Moderate rebound for growth likely in Q2
The ONS’ first ever monthly GDP release showed a slight improvement in growth in May, but the pace of expansion remained relatively weak. With surveys suggesting that activity held up in June, real GDP growth is on track to rebound moderately in Q2 following a weak Q1.
The ONS released its first measure of monthly GDP for May, which showed a mixed picture of the UK economy. GDP accelerated to 0.3% month on month in May, (compared with 0.2% in April and no growth in March), pointing to a slight rebound in activity through the latest quarter, following weak growth in Q1. However, growth was relatively unbalanced by sector, driven entirely by the services sector, partly offset by falling construction and industrial output.

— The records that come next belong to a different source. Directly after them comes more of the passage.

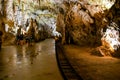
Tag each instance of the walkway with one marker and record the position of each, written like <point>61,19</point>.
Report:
<point>37,62</point>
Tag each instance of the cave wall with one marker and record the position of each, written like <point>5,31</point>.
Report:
<point>82,22</point>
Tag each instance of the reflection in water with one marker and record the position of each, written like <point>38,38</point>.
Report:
<point>29,62</point>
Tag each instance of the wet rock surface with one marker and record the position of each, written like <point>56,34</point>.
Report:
<point>37,62</point>
<point>91,67</point>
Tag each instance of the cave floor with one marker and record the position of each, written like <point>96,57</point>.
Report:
<point>91,67</point>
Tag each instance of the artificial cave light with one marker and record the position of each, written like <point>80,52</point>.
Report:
<point>111,37</point>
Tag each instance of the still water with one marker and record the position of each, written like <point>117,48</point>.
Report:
<point>37,62</point>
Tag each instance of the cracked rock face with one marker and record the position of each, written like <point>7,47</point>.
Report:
<point>82,23</point>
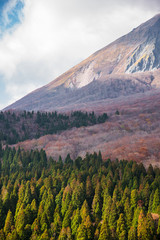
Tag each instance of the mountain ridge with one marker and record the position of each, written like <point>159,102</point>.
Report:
<point>127,66</point>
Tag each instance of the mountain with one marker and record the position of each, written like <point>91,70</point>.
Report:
<point>127,66</point>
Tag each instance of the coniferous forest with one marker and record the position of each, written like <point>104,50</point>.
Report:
<point>82,199</point>
<point>23,125</point>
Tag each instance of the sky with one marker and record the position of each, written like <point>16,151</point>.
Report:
<point>41,39</point>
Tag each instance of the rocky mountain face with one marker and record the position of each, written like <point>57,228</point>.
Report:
<point>127,66</point>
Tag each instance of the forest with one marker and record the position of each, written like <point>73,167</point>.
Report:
<point>23,125</point>
<point>84,199</point>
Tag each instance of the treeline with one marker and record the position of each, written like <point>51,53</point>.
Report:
<point>81,199</point>
<point>20,126</point>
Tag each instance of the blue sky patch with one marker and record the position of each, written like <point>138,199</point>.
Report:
<point>9,16</point>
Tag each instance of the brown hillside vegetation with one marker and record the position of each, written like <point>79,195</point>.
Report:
<point>134,134</point>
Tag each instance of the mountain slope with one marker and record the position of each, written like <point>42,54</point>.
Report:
<point>127,66</point>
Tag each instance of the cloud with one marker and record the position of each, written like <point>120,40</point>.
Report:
<point>55,35</point>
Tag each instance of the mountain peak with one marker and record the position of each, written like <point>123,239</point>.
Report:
<point>108,73</point>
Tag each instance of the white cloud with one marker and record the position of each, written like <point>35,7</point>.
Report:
<point>55,35</point>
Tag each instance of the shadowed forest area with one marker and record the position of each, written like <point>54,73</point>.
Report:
<point>20,126</point>
<point>86,198</point>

Within services, growth was broad-based: and notably strong in distribution (retail, wholesale and motor trades), likely due to a boost from the warmer weather and the royal wedding.
Industrial production, meanwhile, was a drag on growth in the three months to May. Output in manufacturing and electricity, gas, steam and air conditioning fell, which was more than enough to offset growth in mining & quarrying and water supply, sewerage & waste management.

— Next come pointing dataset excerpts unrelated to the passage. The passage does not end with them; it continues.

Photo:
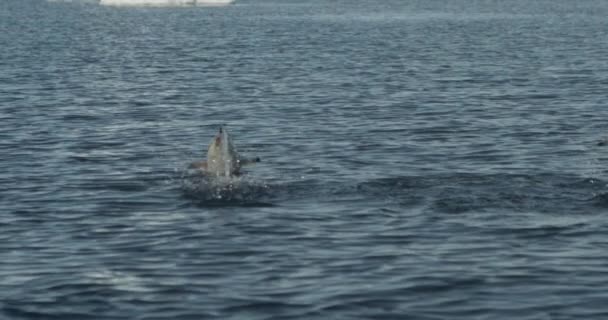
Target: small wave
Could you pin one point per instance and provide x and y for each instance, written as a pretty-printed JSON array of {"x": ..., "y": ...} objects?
[{"x": 220, "y": 191}]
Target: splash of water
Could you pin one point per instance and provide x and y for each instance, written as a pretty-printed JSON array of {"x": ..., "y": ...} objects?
[{"x": 165, "y": 2}]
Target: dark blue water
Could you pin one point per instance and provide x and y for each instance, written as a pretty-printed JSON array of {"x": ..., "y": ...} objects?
[{"x": 420, "y": 160}]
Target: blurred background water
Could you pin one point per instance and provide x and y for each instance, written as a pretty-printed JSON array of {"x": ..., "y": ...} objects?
[{"x": 420, "y": 160}]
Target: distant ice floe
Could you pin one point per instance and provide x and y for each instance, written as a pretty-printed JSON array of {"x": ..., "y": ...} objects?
[{"x": 165, "y": 2}]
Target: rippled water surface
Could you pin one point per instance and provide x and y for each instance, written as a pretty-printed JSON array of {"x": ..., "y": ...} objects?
[{"x": 420, "y": 160}]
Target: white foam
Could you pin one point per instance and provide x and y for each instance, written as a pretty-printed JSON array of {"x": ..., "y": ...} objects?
[{"x": 159, "y": 3}]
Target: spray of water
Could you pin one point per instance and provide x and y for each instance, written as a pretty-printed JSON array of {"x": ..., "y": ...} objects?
[{"x": 165, "y": 2}]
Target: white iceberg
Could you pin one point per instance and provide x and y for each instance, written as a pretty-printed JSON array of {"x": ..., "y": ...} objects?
[{"x": 165, "y": 2}]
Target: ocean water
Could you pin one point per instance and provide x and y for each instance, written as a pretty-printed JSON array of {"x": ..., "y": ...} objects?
[{"x": 420, "y": 160}]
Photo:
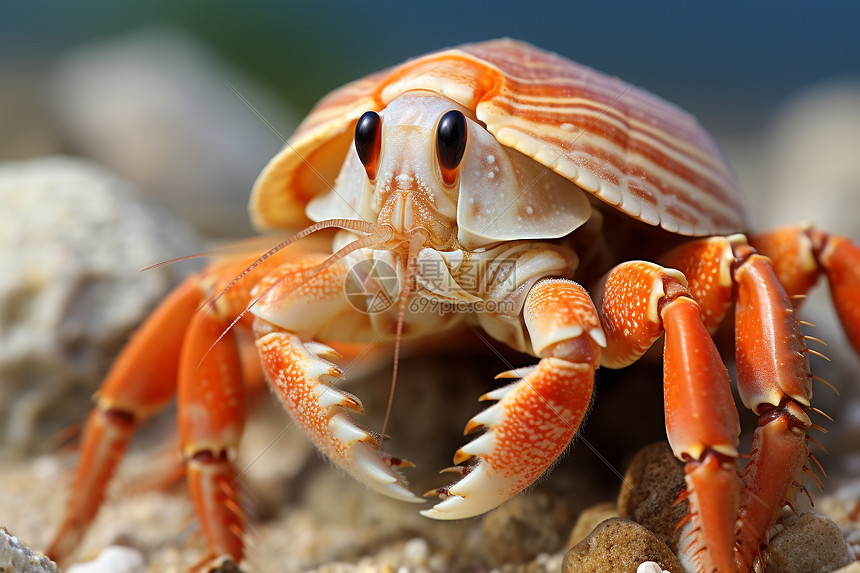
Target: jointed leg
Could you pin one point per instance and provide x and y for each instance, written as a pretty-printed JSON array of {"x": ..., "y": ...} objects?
[
  {"x": 141, "y": 382},
  {"x": 639, "y": 302},
  {"x": 773, "y": 381},
  {"x": 535, "y": 417}
]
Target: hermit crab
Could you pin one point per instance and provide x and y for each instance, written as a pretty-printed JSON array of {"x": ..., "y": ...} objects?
[{"x": 565, "y": 213}]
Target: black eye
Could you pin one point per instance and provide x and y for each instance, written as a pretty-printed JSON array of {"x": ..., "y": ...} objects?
[
  {"x": 368, "y": 135},
  {"x": 451, "y": 142}
]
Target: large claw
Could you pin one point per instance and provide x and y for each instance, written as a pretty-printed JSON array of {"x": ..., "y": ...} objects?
[
  {"x": 532, "y": 423},
  {"x": 304, "y": 382}
]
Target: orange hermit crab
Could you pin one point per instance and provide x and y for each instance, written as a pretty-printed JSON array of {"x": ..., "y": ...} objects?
[{"x": 474, "y": 185}]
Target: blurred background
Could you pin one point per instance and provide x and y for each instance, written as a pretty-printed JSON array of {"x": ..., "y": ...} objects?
[{"x": 67, "y": 72}]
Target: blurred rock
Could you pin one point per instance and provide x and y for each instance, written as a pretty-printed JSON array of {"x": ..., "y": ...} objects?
[
  {"x": 653, "y": 482},
  {"x": 591, "y": 518},
  {"x": 15, "y": 557},
  {"x": 28, "y": 128},
  {"x": 812, "y": 544},
  {"x": 73, "y": 240},
  {"x": 521, "y": 528},
  {"x": 162, "y": 110}
]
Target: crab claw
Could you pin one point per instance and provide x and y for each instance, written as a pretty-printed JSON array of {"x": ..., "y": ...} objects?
[
  {"x": 303, "y": 380},
  {"x": 532, "y": 423}
]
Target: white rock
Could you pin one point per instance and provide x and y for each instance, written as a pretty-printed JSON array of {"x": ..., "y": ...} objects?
[
  {"x": 113, "y": 559},
  {"x": 18, "y": 558}
]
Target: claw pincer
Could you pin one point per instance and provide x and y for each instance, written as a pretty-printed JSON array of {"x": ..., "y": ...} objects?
[{"x": 537, "y": 416}]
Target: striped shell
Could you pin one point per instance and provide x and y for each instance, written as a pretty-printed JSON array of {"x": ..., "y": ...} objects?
[{"x": 644, "y": 156}]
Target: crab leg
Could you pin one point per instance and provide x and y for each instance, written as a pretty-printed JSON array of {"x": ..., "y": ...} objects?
[
  {"x": 640, "y": 300},
  {"x": 303, "y": 379},
  {"x": 211, "y": 418},
  {"x": 800, "y": 254},
  {"x": 301, "y": 375},
  {"x": 140, "y": 382},
  {"x": 773, "y": 377},
  {"x": 536, "y": 417}
]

Monthly output growth in construction improved significantly in May alone (2.9%), following a broadly negative start to 2018. Nonetheless, on a quarter on quarter basis (which smooths out monthly volatility), output fell for the seventh consecutive month, the longest negative streak since 2012.
Recent survey data also supported the notion that the UK will see a moderate pick-up in growth in Q2. The latest IHS Markit/CIPS composite PMI was up on Q2 as a whole, driven by a pick-up in construction and particularly services. The manufacturing PMI signalled that growth remained relatively subdued compared to stronger growth at the turn of the year. The composite PMI currently points to GDP growth of 0.4% in Q2, in line with the CBI’s growth indicator.
Meanwhile, labour productivity fell by 0.4% on the quarter in Q1 2018, continuing the weak trend in productivity observed since the Great Recession. This drop was driven by low output growth (presumably due to bad weather) against another strong expansion in average hours worked.